Ocak-Şubat 2023 açıklarına dikkat

Dikkat çeken bir diğer önemli nokta ikiz açığın daha Şubat ayı itibariyle 30 milyar doları aşmış olması. Bu açık 2019 ve 2021 yıllık toplam ikiz açıklarından daha fazla. Cari açık ilk iki ayda 18 milyar dolar civarındayken bütçe açığı da 12 milyar dolar civarında gerçekleşmiş. Grafik 2’de 2023 yılı Ocak ve Şubat ayı ikiz açıklarının son on yılın Ocak ve Şubat aylarındaki ikiz açıklarından ne kadar farklı olduğu açıkça görülüyor.
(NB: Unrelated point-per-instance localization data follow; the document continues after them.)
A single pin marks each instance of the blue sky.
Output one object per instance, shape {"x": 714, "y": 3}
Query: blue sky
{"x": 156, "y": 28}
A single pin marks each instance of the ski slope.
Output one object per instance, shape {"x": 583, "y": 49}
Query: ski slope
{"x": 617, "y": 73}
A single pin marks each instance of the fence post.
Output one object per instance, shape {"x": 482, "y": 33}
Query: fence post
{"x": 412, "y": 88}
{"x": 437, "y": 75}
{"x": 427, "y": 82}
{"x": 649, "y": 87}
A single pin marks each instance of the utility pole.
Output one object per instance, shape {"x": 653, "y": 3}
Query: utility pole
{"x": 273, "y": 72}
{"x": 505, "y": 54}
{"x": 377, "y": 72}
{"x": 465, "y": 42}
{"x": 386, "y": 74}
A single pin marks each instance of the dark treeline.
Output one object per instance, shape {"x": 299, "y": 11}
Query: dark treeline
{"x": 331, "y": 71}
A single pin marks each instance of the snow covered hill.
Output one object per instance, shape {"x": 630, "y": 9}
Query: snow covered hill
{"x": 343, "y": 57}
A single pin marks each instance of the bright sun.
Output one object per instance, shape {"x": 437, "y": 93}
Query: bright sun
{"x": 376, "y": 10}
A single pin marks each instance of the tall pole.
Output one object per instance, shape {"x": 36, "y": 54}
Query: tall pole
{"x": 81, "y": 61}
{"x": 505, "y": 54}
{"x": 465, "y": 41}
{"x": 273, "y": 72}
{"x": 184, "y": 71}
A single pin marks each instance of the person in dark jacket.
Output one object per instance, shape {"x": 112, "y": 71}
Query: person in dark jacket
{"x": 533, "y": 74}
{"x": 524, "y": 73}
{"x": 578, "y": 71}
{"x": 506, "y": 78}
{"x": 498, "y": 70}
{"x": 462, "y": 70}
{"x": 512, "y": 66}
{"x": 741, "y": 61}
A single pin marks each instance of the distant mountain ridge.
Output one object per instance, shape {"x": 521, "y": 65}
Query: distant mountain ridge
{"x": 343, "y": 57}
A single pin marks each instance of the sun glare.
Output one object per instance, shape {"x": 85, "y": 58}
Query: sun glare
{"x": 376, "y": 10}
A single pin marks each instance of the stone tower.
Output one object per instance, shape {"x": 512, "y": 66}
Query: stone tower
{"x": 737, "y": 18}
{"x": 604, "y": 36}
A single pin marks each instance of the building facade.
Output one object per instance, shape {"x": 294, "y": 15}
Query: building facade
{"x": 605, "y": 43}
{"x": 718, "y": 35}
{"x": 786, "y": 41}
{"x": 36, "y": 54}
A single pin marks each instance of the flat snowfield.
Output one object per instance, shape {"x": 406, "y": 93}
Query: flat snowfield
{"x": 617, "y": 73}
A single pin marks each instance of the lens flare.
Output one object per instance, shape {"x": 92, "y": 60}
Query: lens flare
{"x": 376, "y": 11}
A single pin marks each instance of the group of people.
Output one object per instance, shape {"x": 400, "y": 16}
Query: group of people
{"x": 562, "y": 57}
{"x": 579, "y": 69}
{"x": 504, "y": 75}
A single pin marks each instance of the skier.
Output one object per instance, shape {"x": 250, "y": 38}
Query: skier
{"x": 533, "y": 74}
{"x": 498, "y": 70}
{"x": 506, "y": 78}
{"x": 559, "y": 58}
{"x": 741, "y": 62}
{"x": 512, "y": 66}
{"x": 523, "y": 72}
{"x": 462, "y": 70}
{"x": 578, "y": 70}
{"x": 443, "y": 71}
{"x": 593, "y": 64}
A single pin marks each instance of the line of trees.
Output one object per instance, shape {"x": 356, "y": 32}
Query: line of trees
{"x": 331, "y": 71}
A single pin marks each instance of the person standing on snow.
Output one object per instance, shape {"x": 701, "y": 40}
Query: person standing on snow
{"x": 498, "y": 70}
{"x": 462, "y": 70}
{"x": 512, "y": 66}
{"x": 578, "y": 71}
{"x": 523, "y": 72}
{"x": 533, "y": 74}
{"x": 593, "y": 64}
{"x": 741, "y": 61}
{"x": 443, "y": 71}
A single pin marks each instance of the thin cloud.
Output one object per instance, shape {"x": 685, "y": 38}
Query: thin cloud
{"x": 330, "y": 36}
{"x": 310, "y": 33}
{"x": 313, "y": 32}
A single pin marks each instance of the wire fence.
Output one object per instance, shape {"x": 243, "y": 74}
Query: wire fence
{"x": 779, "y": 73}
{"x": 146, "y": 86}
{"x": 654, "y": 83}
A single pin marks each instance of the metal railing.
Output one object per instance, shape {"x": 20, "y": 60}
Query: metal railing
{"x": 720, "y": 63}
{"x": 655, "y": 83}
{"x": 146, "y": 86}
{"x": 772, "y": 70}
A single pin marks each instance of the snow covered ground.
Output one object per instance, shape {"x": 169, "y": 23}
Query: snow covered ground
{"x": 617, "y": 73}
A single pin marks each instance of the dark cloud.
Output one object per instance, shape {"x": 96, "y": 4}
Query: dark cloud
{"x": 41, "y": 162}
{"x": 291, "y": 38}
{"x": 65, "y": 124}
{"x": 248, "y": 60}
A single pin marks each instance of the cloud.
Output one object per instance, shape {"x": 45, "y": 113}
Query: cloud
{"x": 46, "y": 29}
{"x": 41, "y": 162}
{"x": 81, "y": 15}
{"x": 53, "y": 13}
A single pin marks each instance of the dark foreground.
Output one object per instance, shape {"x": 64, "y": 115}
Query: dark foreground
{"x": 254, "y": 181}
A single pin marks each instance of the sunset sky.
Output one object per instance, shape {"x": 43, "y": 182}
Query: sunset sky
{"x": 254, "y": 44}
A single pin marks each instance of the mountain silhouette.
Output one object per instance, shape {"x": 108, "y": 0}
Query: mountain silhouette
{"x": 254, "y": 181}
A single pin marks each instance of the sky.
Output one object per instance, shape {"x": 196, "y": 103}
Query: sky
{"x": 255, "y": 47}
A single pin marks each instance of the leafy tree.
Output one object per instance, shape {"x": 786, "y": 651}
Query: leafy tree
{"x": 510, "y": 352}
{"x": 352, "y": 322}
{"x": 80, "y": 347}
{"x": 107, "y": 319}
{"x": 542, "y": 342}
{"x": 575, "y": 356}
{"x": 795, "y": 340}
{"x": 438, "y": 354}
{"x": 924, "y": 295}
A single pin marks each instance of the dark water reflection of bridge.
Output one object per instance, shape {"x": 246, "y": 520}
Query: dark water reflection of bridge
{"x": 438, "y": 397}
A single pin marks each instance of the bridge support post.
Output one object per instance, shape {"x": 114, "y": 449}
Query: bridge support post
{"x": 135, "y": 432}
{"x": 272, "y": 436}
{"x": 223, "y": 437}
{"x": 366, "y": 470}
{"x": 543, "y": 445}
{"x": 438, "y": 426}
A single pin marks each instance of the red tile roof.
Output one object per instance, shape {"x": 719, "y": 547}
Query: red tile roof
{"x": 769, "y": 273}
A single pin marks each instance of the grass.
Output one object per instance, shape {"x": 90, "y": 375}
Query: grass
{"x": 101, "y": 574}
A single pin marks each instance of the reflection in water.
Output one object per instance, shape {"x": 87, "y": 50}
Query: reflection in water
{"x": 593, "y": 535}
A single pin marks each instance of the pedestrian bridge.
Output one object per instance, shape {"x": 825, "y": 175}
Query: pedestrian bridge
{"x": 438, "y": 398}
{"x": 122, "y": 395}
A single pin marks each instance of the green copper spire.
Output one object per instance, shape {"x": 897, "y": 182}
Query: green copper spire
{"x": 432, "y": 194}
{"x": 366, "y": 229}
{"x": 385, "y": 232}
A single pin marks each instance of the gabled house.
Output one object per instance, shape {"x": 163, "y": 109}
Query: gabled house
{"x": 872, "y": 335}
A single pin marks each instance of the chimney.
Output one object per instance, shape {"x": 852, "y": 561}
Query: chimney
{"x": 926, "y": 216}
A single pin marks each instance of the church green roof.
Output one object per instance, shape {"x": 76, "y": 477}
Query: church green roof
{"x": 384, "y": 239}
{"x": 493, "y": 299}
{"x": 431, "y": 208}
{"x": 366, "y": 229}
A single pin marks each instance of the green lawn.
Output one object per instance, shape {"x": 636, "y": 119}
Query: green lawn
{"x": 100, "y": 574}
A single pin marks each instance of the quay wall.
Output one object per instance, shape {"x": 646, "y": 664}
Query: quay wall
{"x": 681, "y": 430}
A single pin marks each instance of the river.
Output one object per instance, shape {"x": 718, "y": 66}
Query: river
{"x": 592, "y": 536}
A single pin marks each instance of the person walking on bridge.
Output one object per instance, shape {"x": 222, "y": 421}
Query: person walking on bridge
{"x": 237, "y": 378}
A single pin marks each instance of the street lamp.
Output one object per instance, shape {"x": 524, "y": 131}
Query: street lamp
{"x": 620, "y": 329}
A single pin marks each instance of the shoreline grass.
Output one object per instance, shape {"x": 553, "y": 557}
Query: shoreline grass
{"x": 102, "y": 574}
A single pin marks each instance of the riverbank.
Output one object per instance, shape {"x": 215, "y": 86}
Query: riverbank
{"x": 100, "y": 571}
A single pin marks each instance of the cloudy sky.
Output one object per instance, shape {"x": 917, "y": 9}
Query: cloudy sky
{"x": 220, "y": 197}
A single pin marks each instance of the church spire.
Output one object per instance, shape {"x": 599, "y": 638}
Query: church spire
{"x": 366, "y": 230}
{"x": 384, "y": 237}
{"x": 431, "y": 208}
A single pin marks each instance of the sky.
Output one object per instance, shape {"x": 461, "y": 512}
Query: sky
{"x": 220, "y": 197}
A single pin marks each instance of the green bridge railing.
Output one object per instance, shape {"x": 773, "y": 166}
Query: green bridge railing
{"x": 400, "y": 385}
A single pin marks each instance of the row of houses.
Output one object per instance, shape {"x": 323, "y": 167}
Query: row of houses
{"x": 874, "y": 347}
Her iki açık da olağan düzeylerinin çok ötesine geçmiş durumdalar. Yıl böyle devam ederse yani bu şekilde tüketim lehine dengesizlikle devam ederse ciddi sorunlar ortaya çıkabilir, diğer yandan böyle bir hıza ulaşılmışken fren yapmanın da (muhtemelen seçimlerden hemen sonra) küçümsenmeyecek etkileri oluşabilir.

Dış borçlanma ve kamu borçlanması yükselişini sürdürüyor

 Kronik açıklar doğal olarak artan iç ve dış borçlanmayı gündeme getiriyor. Geçen on yıl içinde Türkiye’nin brüt dış borç stoku 405 milyar dolardan 459 milyar dolara yükselirken dış borcun Gayrisafi Yurtiçi Hasılaya (GSYH) oranı yüzde 42.3’ten yüzde 50.7’ye yükseldi. Bütçe açığının cari açığa göre daha düşük düzeyde olması dolayısı ile iç borçlanmada gelişmeler daha ılımlı. Dolar cinsinden hesaplandığında iç borçlanma tutarının 114 milyar dolar civarında olduğu görülüyor. GSYH’ya oranı ise on yıl önce yüzde 22 civarında iken geçen yıl sonu itibariyle yüzde 12 civarına gerilemiş. Bununla birlikte, kamunun dış borcu 2013’te 118 milyar dolarken bugün 180 milyar doları aşmış durumda. Bu durumda cari açık sorununun ve buna bağlı olarak ortaya çıkan dış borçlanma sorununun iç borçlanmaya göre daha büyük önem arz ettiği söylenebilir. Fakat, yukarıda da belirtildiği gibi 2023 yılının ilk iki ayında oluşan bütçe açığının ve cari açığın çok dikkatli şekilde takip edilmesi gerekiyor. Bu yıl hem cari açık hem de bütçe açığı açısından özel bir yıl olacak gibi gözüküyor.

Disiplinli bir çalışmayla hem açıklar ve borçlar azaltılabilir hem de refah artırılabilir

 Halen, açıklar ve borçlanma Türkiye’nin baş edebileceği düzeyde. Yeni, büyük bir küresel krizle karşılaşılmazsa, ülke içinde siyasi gerginlikler kabul edilebilir seviyenin üstüne çıkmazsa ve öngörülebilir bir yönetim oluşturulabilirse, disiplinli bir çalışmayla açık ve borçların azaltılması ve geniş kitlelerin refah seviyesinin yükseltilmesi mümkün olabilir.  Özellikle kamu kaynaklarının daha etkin şekilde kullanılması geleceğin refahının gelecek kuşaklara saklanmasına büyük katkı sağlayabilir.